I just recently discovered an app called Coffitivity. While you’re sitting at your desk at home, writing away, you can call up the sounds of a busy cafe on your computer: the babble of voices, the clinking of silverware and glasses, the whir of the coffee grinder, chairs scraping across the floor.
It sounds pretty silly, but I actually get it. I often write in cafes, restaurants, Dunkin Donuts-anywhere with a table and chair and a hot beverage. There’s something conducive to productivity-in my case, writing-in the myriad sounds and activity of a coffee shop. Far from being distracting, the bustle becomes white noise in the background; and though I’m an island of solitude within the busyness, I don’t feel so alone and isolated in my creative endeavors. I’m in the land of the living, which is what I’m writing about.

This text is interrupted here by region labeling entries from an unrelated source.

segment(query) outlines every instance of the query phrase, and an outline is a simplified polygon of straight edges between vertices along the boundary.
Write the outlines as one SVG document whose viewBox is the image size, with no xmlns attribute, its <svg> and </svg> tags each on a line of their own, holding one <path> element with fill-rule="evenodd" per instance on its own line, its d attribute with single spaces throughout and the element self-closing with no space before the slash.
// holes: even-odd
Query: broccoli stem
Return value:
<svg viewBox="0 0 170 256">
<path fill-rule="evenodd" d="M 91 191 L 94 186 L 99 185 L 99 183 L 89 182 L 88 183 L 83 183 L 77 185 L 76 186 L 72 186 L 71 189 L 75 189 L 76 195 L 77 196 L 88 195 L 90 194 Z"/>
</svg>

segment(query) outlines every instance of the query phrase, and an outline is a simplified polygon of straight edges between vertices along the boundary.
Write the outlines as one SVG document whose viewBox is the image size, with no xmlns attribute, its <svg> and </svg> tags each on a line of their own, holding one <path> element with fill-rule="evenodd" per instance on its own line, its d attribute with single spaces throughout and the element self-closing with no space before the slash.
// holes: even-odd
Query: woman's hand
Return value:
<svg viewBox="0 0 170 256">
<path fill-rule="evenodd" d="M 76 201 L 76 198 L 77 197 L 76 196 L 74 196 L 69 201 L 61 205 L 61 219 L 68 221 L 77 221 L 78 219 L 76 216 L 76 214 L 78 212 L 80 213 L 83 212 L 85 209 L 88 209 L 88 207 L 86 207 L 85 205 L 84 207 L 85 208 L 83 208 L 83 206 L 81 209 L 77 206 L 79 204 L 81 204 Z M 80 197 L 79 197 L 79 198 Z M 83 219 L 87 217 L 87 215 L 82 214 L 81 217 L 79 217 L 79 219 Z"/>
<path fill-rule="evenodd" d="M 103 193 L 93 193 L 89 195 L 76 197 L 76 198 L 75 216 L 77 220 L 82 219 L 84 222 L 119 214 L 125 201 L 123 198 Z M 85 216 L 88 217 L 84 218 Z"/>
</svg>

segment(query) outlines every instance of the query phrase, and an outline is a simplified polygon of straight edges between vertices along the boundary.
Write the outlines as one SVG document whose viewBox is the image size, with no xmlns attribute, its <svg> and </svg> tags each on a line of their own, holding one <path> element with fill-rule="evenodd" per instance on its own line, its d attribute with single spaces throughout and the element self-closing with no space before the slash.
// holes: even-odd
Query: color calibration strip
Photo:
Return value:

However, I and my computer have picked up too many bugs in these places of human congregation lately. After suffering two bouts of strep throat in a month, and spending several hours cleaning up my computer, I decided to cut back on the cafe writing.
But I know I’ll miss the sounds of these writing sessions, and the feeling of being out in the world. There’s actual scientific evidence supporting the idea that such noise boosts productivity, and I believe it. My mind has become accustomed to associating this noise with writing, and so I decided to give Coffitivity a try.
The free version provides you with a basic cafe experience, but if you pay a few bucks you can get specialized cafe sounds: Paris Paradise, Brazil Bistro, Texas Teahouse. I’m not sure what the difference would be-people talking are people talking-but the basic is enough (even the basic has choices: Morning Murmur, Lunchtime Lounge, and University Undertones) to make me feel at home.
The only thing missing is the opportunity to people-watch, but I’ll still make the occasional foray into an actual coffee shop-can’t go too long without that Dunkin Donuts coffee!